The Famous Socialite Winston Churchill May Have Had An Affair With

Winston Churchill, the famed British prime minister who led his country through some of its most turbulent periods, including World War II, was known to be fiercely devoted to his wife, Clementine. Though some of his attitudes and actions in his day may not stand the test of time when viewed through the lens of modern ideas, he was never suspected, during his lifetime, of being a philanderer.

However, in 2018, as Time reported, researchers claimed that they had evidence that Churchill carried on an extramarital affair with a friend, a down-on-her-luck British socialite named Doris Castlerosse.

Specifically, historians Richard Toye and Warren Dockter provided audiotape of Churchill's former private secretary, Jock Colville, speaking in 1985, supposedly claiming that his former boss had carried on an affair with Castlerosse.

"[Churchill] certainly had an affair, a brief affair with ... Lady Castlerosse as I think she was called. ... Doris Castlerosse, yes that's right," Colville had said.

Here is what is known, suspected, and implied about the socialite Winston Churchill may have had an affair with.

Doris Castelrosse married into the British aristocracy

As The History Press reported, the future Viscountess Castlerosse was born Doris Delevigne in 1900. If that name sounds familiar, it should: she is the great-aunt of models Poppy and Cara Delevigne, according to The Guardian.

Doris was born into rather humble origins for a future member of the British gentry. Her mother was a homemaker, her father a clothing retailer. But as World War I ramped up, Doris and millions of British women like her saw a way out of their rather limited lives and started looking for adventure.

Eventually, she befriended another young woman with adventure on her mind: Gertrude Lawrence, who was herself the mistress of a prominent British officer. The two women caroused around London, enjoying the finer things in life and, in the process, bedding wealthy men.

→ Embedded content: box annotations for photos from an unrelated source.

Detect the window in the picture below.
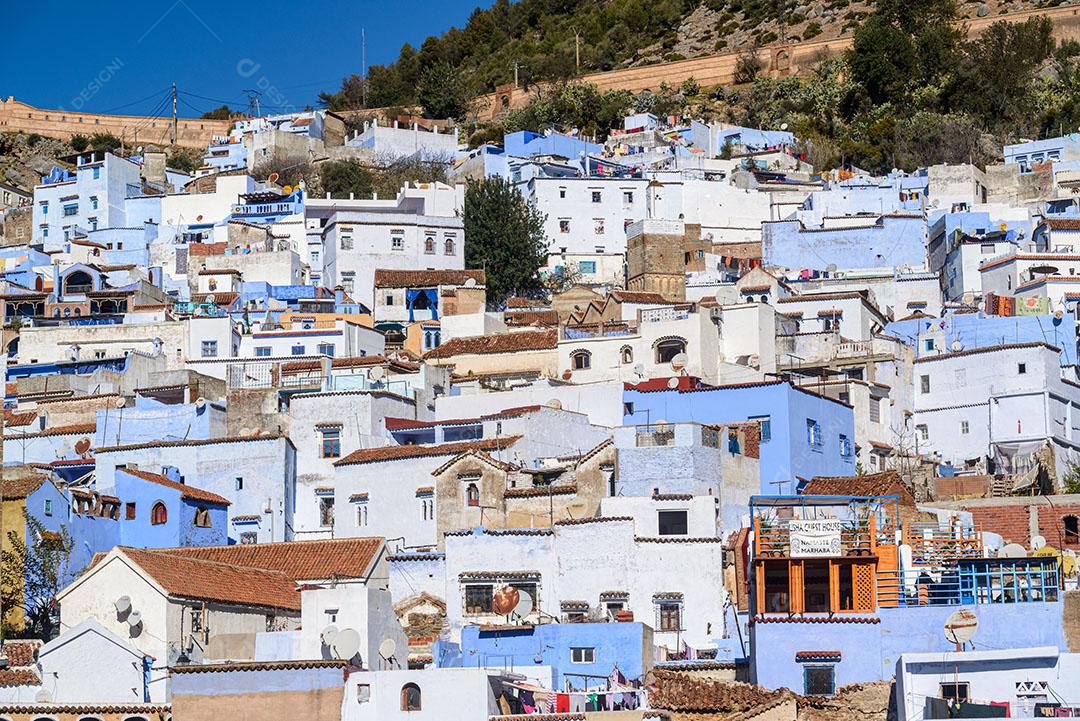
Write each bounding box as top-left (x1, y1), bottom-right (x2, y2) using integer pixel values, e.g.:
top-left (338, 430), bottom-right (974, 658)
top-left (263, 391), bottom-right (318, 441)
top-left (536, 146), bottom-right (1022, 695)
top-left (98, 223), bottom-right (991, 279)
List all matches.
top-left (570, 648), bottom-right (596, 664)
top-left (940, 681), bottom-right (971, 702)
top-left (195, 506), bottom-right (211, 528)
top-left (1062, 516), bottom-right (1080, 544)
top-left (657, 601), bottom-right (683, 630)
top-left (402, 683), bottom-right (420, 711)
top-left (319, 495), bottom-right (334, 528)
top-left (465, 584), bottom-right (492, 614)
top-left (657, 511), bottom-right (689, 535)
top-left (802, 666), bottom-right (836, 696)
top-left (322, 428), bottom-right (341, 458)
top-left (656, 338), bottom-right (686, 363)
top-left (750, 416), bottom-right (772, 444)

When she was 28 years old, she married Valentine Browne, who was known socially by his title of Viscount Castlerosse. Though now married, that didn't stop the newly minted viscountess from continuing to have affairs, including one with Winston Churchill's son Randolph Churchill, according to The Telegraph.

Doris Castlerosse vacationed with Winston Churchill and was the subject of his paintings

For a period of time in the 1930s, Winston Churchill was not working in the British government — a period historians refer to as his "wilderness years." During that time, he would often vacation on the French Riviera, at the home of American actress Maxine Elliot. Castlerosse was known to spend time there as well, according to Time.

During their mutual vacations, Churchill would sometimes paint the Viscountess; according to The Guardian he painted at least two portraits of her. It bears noting that Churchill painted several women, including at least one of his wife, according to The Independent.

When they weren't vacationing together in the south of France, they were carrying on back in London, said Castlerosse's niece, Caroline Delevingne.

"My mother had many stories to tell about [the affair] when they stayed in my aunt's house in Berkeley Square. When Winston was coming to visit her, the staff were all given the day off," she said.

However, Churchill reportedly ended the affair not long after, and the couple went their separate ways.

Churchill might have smuggled his alleged mistress out of the United States

In 1942, according to Time, Churchill made a visit to the United States. Ostensibly, the reason for his visit was to meet with President Franklin Delano Roosevelt, in order to secure U.S. cooperation in British efforts to repel Nazi Germany.

However, there was another matter that required his attention as well. Castlerosse, now aging and running out of money, had come to the States hoping to reverse her fortunes, according to The Mitford Society. Her plan having failed, she was stuck on the wrong side of the Atlantic Ocean and desperate to return to Old Blighty — something that was extraordinarily difficult to pull off while a war was raging.

Churchill, however, allegedly pulled strings to get his purported former lover onto a flight back to London. What's more, she apparently had in her possession one of Churchill's portraits of her, a piece of art that, if brought to light, could end Churchill's social standing, marriage, career, and could even jeopardize the war effort.

Fortunately for the prime minister, the painting wasn't found until after Castlerosse had died, after which one of Churchill's men retrieved it before it could be discovered.

Castlerosse died broke and alone

According to The Telegraph, once Castlerosse returned from the States, her former husband, Viscount Castlerosse, tried to make another go of things in their relationship, only to be rebuffed.

In December 1942, a few months after Winston Churchill successfully secured her return to England, Doris took her own life, according to The Independent, reportedly despondent over her age and her lack of social status. She was also reportedly heavily in debt at the time.

Meanwhile, her alleged affair with Churchill was only a couple of chapters in a well-traveled and well-lived, though short, life. According to The History Press, Castleroose had slept her way across Europe in her quest for fun, status, and money, bedding men and befriending (and possibly bedding) women.

She once said of her lifestyle, which at the time had included traveling the world with a wealthy female companion who lavished gifts upon her, that it beat working.

"I much prefer the life I am leading. Takes half the effort and earns twice the money," she reportedly said.